Over the last ten years, Rapiscan has more than tripled its employment, up to about 800 employees from an initial size of about 200, he said. Those employees range from highly educated engineers who are designing the state-of-the-art screening equipment, to the manufacturing workers who actually build them.
“We put out 3,000 systems a year,” Kant said. “There are lots of people working on those manufacturing floors.” Engineers are concentrated in Torrence, Calif., and in a laboratory in Sunnyvale, Calif., the high tech mecca. All together, the company has averaged 17 percent a year growth in annual revenues.
Companies like L-3 Communications and Smith Detection, which also make screening devices, also have a share of the security market. Interestingly, one of Rapiscan’s biggest competitors these days comes from a state-supported company called Nuctech in China that is putting screening devices in China’s airports – the fastest growing airport construction in the world.

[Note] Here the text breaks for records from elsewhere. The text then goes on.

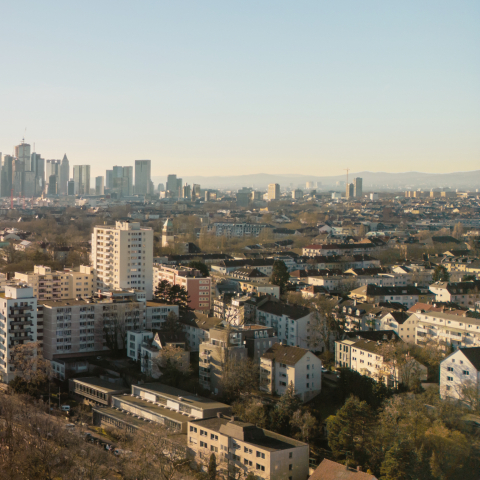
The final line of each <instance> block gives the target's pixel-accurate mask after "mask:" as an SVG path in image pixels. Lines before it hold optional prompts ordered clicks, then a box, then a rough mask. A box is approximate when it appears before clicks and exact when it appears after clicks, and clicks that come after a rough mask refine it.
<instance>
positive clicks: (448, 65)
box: [0, 0, 480, 176]
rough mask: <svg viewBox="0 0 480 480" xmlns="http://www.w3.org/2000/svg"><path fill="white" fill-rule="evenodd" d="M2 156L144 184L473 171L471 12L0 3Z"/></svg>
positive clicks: (175, 5) (457, 7)
mask: <svg viewBox="0 0 480 480" xmlns="http://www.w3.org/2000/svg"><path fill="white" fill-rule="evenodd" d="M0 16H1V18H2V19H3V22H2V48H1V49H0V59H1V60H2V62H1V64H2V75H1V76H0V92H1V99H2V102H1V106H2V116H1V121H0V151H1V152H2V153H11V151H12V149H13V147H14V145H17V144H19V143H20V140H21V139H22V137H23V135H24V130H25V127H26V128H27V131H26V135H25V141H26V142H27V143H30V144H31V145H32V147H33V144H35V146H36V151H37V152H39V153H41V154H42V156H43V157H44V158H46V159H50V158H58V159H61V158H62V156H63V154H64V153H67V155H68V158H69V160H70V164H71V165H74V164H90V165H92V176H94V175H104V174H105V169H106V168H111V167H112V166H113V165H133V163H134V160H135V159H151V160H152V175H153V176H166V175H167V174H169V173H177V174H178V175H179V176H193V175H202V176H209V175H242V174H251V173H262V172H266V173H272V172H273V173H277V174H295V173H301V174H311V175H314V176H323V175H341V174H342V173H343V169H344V168H346V167H349V168H350V169H351V172H360V171H364V170H369V171H384V172H407V171H422V172H432V173H444V172H452V171H468V170H476V169H478V168H479V165H480V164H479V158H480V141H479V136H478V132H479V131H480V89H479V88H478V86H479V85H480V62H479V48H478V46H479V45H480V31H479V29H478V25H479V23H480V4H479V2H477V1H473V0H471V1H470V0H469V1H467V0H464V1H462V0H460V1H458V2H446V1H440V2H439V1H428V0H427V1H424V2H414V1H404V2H396V3H394V4H393V3H388V4H385V3H381V2H374V1H370V0H366V1H363V2H358V1H353V0H346V1H344V2H327V1H323V0H322V1H318V0H317V1H300V2H285V1H275V2H274V1H263V2H252V1H249V0H246V1H244V2H241V3H234V2H220V1H207V0H206V1H202V2H194V1H183V2H166V1H145V2H141V3H133V2H127V1H124V0H121V1H115V2H114V1H112V0H107V1H102V2H93V1H91V0H86V1H84V2H79V3H70V2H60V1H51V0H44V1H42V2H35V1H33V0H30V1H26V2H3V3H2V5H1V6H0Z"/></svg>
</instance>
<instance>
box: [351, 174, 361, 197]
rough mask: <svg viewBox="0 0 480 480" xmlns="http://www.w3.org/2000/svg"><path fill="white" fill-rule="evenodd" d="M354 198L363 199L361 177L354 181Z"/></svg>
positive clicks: (353, 182)
mask: <svg viewBox="0 0 480 480" xmlns="http://www.w3.org/2000/svg"><path fill="white" fill-rule="evenodd" d="M353 196H354V197H356V198H361V197H363V189H362V179H361V178H360V177H357V178H354V179H353Z"/></svg>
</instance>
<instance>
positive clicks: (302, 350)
mask: <svg viewBox="0 0 480 480" xmlns="http://www.w3.org/2000/svg"><path fill="white" fill-rule="evenodd" d="M290 384H292V385H293V387H294V388H295V393H296V395H298V396H299V397H300V399H301V400H302V401H303V402H307V401H308V400H310V399H312V398H313V397H315V396H316V395H318V394H319V393H320V391H321V389H322V361H321V360H320V359H319V358H318V357H317V356H316V355H314V354H313V353H312V352H311V351H310V350H306V349H304V348H299V347H291V346H288V345H282V344H281V343H276V344H275V345H273V346H272V347H270V348H269V349H268V350H267V351H266V352H265V353H264V354H263V355H262V357H261V359H260V389H261V390H263V391H265V392H268V393H270V394H277V395H283V394H284V393H285V391H286V389H287V387H288V385H290Z"/></svg>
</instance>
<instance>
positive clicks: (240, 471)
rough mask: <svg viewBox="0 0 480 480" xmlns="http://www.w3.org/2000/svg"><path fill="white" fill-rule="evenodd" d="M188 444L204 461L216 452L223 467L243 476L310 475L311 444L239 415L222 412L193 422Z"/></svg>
mask: <svg viewBox="0 0 480 480" xmlns="http://www.w3.org/2000/svg"><path fill="white" fill-rule="evenodd" d="M188 446H189V447H190V448H191V449H192V450H193V451H194V452H195V455H196V457H197V459H198V460H200V461H203V462H207V461H208V459H209V458H210V455H211V454H212V453H215V454H216V456H217V464H218V465H219V468H220V469H224V468H227V469H228V470H229V471H231V472H241V474H242V477H246V476H247V475H248V474H249V473H250V472H252V473H253V474H254V475H255V478H260V479H265V480H267V479H274V478H275V479H277V478H278V479H285V480H287V479H288V480H305V479H306V478H307V477H308V456H309V447H308V444H306V443H303V442H300V441H298V440H294V439H293V438H290V437H285V436H283V435H279V434H278V433H274V432H271V431H269V430H265V429H263V428H259V427H257V426H255V425H253V424H251V423H245V422H240V421H238V420H237V419H236V418H235V417H231V418H227V417H225V416H224V415H218V416H217V417H215V418H209V419H206V420H196V421H191V422H189V423H188ZM224 466H225V467H224Z"/></svg>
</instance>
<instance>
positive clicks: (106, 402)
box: [69, 376, 129, 406]
mask: <svg viewBox="0 0 480 480" xmlns="http://www.w3.org/2000/svg"><path fill="white" fill-rule="evenodd" d="M69 390H70V392H71V393H73V394H74V395H75V396H76V397H77V398H78V399H79V400H81V401H82V402H83V403H84V404H86V405H106V406H111V405H112V398H113V396H114V395H121V394H122V393H124V392H128V391H129V388H128V387H126V386H125V385H124V383H123V379H122V378H117V377H107V376H101V377H100V378H98V377H83V378H72V379H70V380H69Z"/></svg>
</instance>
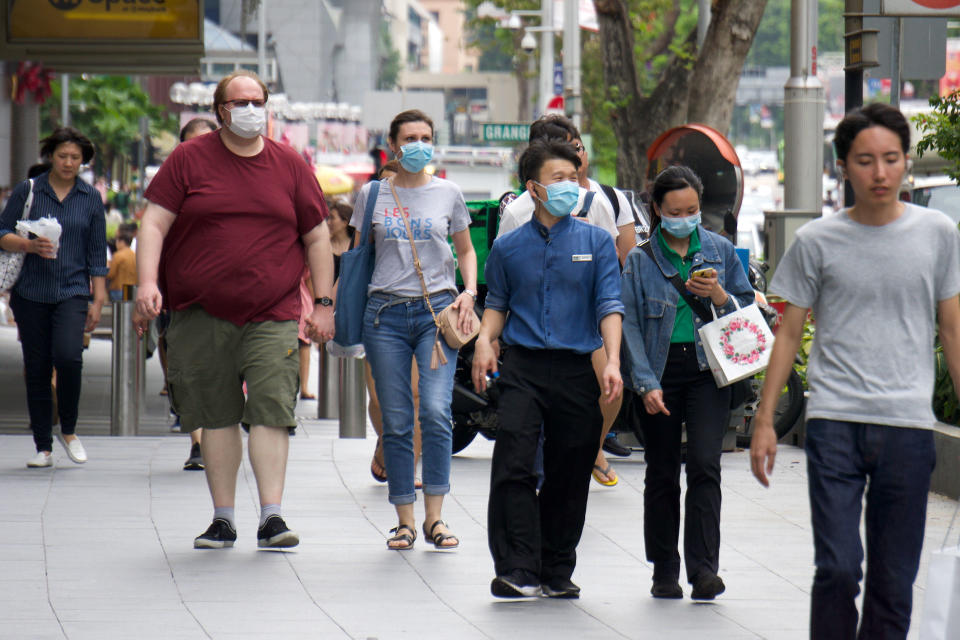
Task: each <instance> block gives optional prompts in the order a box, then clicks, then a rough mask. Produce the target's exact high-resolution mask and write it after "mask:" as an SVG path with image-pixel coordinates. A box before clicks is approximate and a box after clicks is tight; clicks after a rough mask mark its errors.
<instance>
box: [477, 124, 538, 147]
mask: <svg viewBox="0 0 960 640" xmlns="http://www.w3.org/2000/svg"><path fill="white" fill-rule="evenodd" d="M480 137H481V138H482V139H483V140H485V141H487V142H526V141H527V140H528V139H529V138H530V125H528V124H521V123H518V122H513V123H511V122H487V123H485V124H483V125H482V126H481V131H480Z"/></svg>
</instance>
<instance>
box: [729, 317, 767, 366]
mask: <svg viewBox="0 0 960 640" xmlns="http://www.w3.org/2000/svg"><path fill="white" fill-rule="evenodd" d="M720 346H721V349H722V351H723V355H724V357H726V359H727V360H729V361H731V362H733V364H753V363H754V362H756V361H758V360H759V359H760V356H761V355H762V354H763V352H764V351H766V350H767V347H768V345H767V336H766V334H765V333H764V331H763V329H762V328H760V326H759V325H757V324H756V323H754V322H751V321H750V320H747V319H745V318H734V319H733V320H731V321H730V322H729V323H728V324H727V325H726V326H725V327H723V331H722V333H721V334H720Z"/></svg>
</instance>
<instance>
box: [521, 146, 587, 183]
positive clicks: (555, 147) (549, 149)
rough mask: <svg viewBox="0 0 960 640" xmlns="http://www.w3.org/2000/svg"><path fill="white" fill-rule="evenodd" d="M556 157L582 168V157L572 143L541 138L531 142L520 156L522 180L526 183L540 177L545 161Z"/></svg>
mask: <svg viewBox="0 0 960 640" xmlns="http://www.w3.org/2000/svg"><path fill="white" fill-rule="evenodd" d="M554 158H559V159H560V160H567V161H569V162H570V163H571V164H572V165H573V166H574V168H576V169H579V168H580V157H579V156H578V155H577V150H576V149H574V148H573V145H572V144H570V143H569V142H564V141H561V140H557V139H551V138H540V139H538V140H534V141H533V142H531V143H530V146H529V147H527V148H526V150H525V151H524V152H523V154H522V155H521V156H520V162H519V163H518V164H519V177H520V182H521V183H523V184H526V182H527V180H535V179H536V178H537V177H539V175H540V169H542V168H543V165H544V163H546V161H547V160H552V159H554Z"/></svg>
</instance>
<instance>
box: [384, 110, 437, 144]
mask: <svg viewBox="0 0 960 640" xmlns="http://www.w3.org/2000/svg"><path fill="white" fill-rule="evenodd" d="M410 122H424V123H426V124H428V125H430V136H431V137H432V136H433V135H435V134H434V132H433V120H431V119H430V116H428V115H427V114H425V113H424V112H423V111H420V109H407V110H406V111H401V112H400V113H398V114H397V115H396V117H394V119H393V121H392V122H391V123H390V136H389V137H390V139H391V140H393V142H394V143H396V141H397V136H398V135H400V127H401V126H403V125H405V124H408V123H410Z"/></svg>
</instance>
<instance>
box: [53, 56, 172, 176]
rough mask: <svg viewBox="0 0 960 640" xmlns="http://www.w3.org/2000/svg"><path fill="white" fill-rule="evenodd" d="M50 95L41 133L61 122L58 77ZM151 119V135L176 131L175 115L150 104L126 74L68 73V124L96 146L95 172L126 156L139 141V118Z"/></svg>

Despite the concerns in Congress over the debt and deficit spending, homeland security is unlikely to take a serious hit, experts say, because of overriding concerns about preventing another 9/11 terrorist attack. Rep. Aderholt, R-Ala., chair of the House Appropriations subcommittee on homeland security, has said that he intends to walk a very fine line between security and budget concerns.
The debt deal reached by Congress late this summer placed a cap on all homeland security expenditures, but underneath that cap, there is discretion on where the money goes.
“I really do think that there was a genuine concern, a genuine understanding that there was a greater need for a greater investment in homeland security after 9/11,” said Guy Ben-Avi, one of the authors of the CSIS report. “The thinking was ‘it happened once, it can happen again, we need to be better prepared.”
Ben-Avi said strengthening aviation security, the primary breach that allowed the 9/11 attacks to happen, was the “snowball that caused an avalanche of investment in homeland security more broadly… and a catalyst (of efforts) to counter the emerging threats that are out there and that will be targeted at us in the foreseeable future.”
Gavin Long, managing director of Civitas, a national security management consulting firm, sounded a cautionary note. He said that some sectors of the homeland security industry are poised to do well, but that others may not, because of competition or changing security needs.
“From a macro level, I’m not so bullish, but there are market segments that are receiving a lot of growth, and there are market segments that have plateuaed and are frankly going to see declines,” he said.
But OSI’s President and CEO, Deepak Chopra (note: not the author by the same name) sees good things for the future of his company in the security sector, saying that the company, heading in to fiscal 2012 is “excited about our growth prospects. Our backlog of $304 million as of June 30, 2011 is 27% higher than the prior fiscal year, and represents a new record year-end backlog."